The animals generally do not deteriorate neurologically after the initial 24 or 48 hours unless sadly obviously they die. And once they reach the highest degree of neurological dysfunction, which is again, Within 22, 48, maximum 72 hours, they either remain unchanged or they gradually improve. And fortunately, in most cases, they do gradually improve even when, when neurotic signs appear quite dramatic at the start, as in this case.
And the neuroatomic localization is often focal and unilateral because it corresponds to the territory supplied by the artery in question. And MRI tends to be more useful than CT with ischemic infarct. And it's very important to investigate for underlying causes, like cardiovascular diseases, hypothyroidism, and renal disease and other conditions that could predispose to ischemic infarction.
Unfortunately, in approximately 50% of the dogs, the underlying cause, has been reported in a large study to remain elusive. The treatment obviously is related to the underlying disease if we, if and when we are able to identify it, but supportive care is very important and prognosis, It can be surprisingly good. This dog made a very good recovery in terms of the neurological dysfunction.

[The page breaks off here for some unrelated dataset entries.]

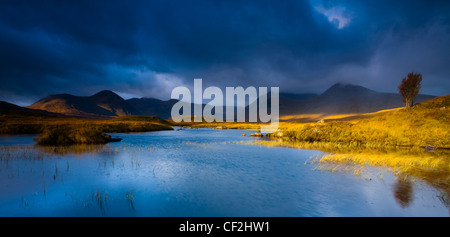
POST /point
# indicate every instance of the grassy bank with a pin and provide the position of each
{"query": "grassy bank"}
(425, 124)
(63, 131)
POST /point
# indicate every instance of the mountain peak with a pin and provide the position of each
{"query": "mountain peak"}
(105, 93)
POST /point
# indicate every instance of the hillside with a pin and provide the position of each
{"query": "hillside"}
(348, 99)
(15, 110)
(425, 124)
(151, 106)
(101, 105)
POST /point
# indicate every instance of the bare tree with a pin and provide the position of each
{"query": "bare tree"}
(409, 88)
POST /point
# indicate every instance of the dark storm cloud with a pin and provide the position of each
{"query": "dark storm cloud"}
(145, 48)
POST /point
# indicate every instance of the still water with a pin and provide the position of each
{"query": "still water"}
(195, 172)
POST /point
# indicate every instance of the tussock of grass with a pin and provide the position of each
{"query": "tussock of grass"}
(426, 124)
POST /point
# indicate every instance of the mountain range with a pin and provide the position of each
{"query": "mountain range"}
(339, 99)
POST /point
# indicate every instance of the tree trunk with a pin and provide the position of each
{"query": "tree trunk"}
(408, 104)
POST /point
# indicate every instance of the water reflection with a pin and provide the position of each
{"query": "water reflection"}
(406, 163)
(196, 173)
(403, 192)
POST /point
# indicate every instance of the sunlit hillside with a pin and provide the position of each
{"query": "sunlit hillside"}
(425, 124)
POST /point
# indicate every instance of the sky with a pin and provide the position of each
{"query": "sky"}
(147, 48)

We didn't have feedback on the follow-up regarding whether the splenic mass was malignant or not. So sometimes the prognosis is actually related to the underlying disease. And even dogs presented with quite dramatic neurological signs and quite dramatic MRI findings, can recover with adequate support.
And again, the underlying cause, if identified, if it's not treatable, then obviously the prognosis isn't great. But for dogs where the clinical signs are related exclusively or predominantly to the neurological dysfunction, they can recover within weeks of the onset of the neurological signs only with supportive care. I take this opportunity to thank all my colleagues, particularly those I spent many happy years working with at the Animal Health Trust for, contributing to, the care of these cases and obtaining the neurological examination and the videos.
And I hope you find this webinar, useful and it can help you take care of your patients, in the future. Thank you for your attention.